The "peace" celebrations will nonetheless go ahead, government officials have indicated. But will the announcement really lead to an end to Myanmar's decades-long civil war and is it really the KIA who is the spoiler of the event? Behind the peace hype and reconciliation rhetoric lie fundamental problems which the different ceasefire agreements have wholly failed to address. All the ethnic armies and legally allowed ethnic political parties still demand that federalism replace the current military-dominated centralized power structure, which as constructed leaves only negligible powers to Myanmar's seven regions and seven ethnic states.
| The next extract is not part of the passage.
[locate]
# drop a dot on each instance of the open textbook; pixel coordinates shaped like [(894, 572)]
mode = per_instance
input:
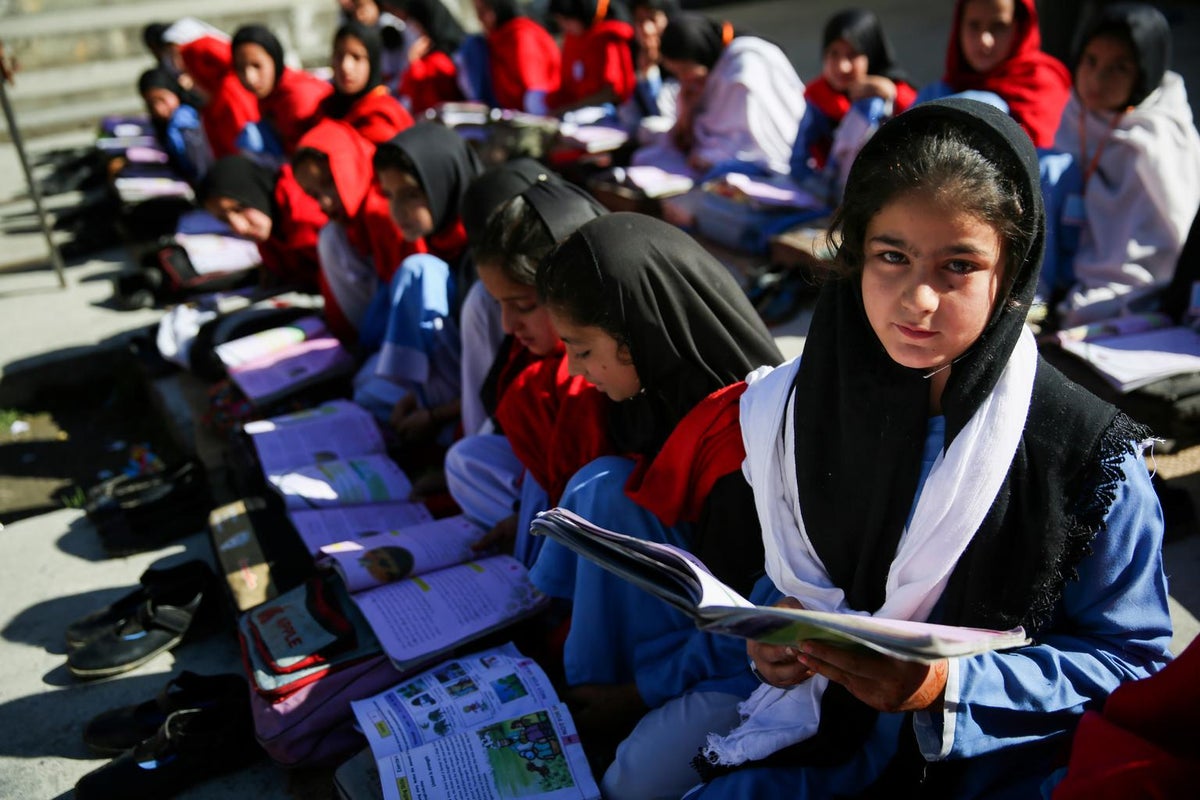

Efforts to establish lasting peace in Myanmar have been further hampered by the involvement of a host a rival foreign peacemakers with huge budgets, overlapping agendas and, it seems, little understanding of the complexities of Myanmar's ethnic problems. According to Tom Kramer, an analyst from the Transnational Institute, a Netherlands-based think-tank, who has studied the problem for years: The present peace process is top-down, lacks civil society involvement and still has to move from making new ceasefires to a political dialogue. Concerns and criticisms from local organizations on the peace process, including on the role of international organizations, have not been properly addressed and sometimes even ignored ... in the meantime economic reforms - especially the new land and foreign investment law - coupled with the new ceasefires have opened up the flood gates for local and international companies to enter ethnic borderlands and buy up land - pushing local communities off their ancestral lands. The experiences from the Kachin ceasefire - which were followed by large-scale unsustainable resource extractions - should serve as a clear warning signal.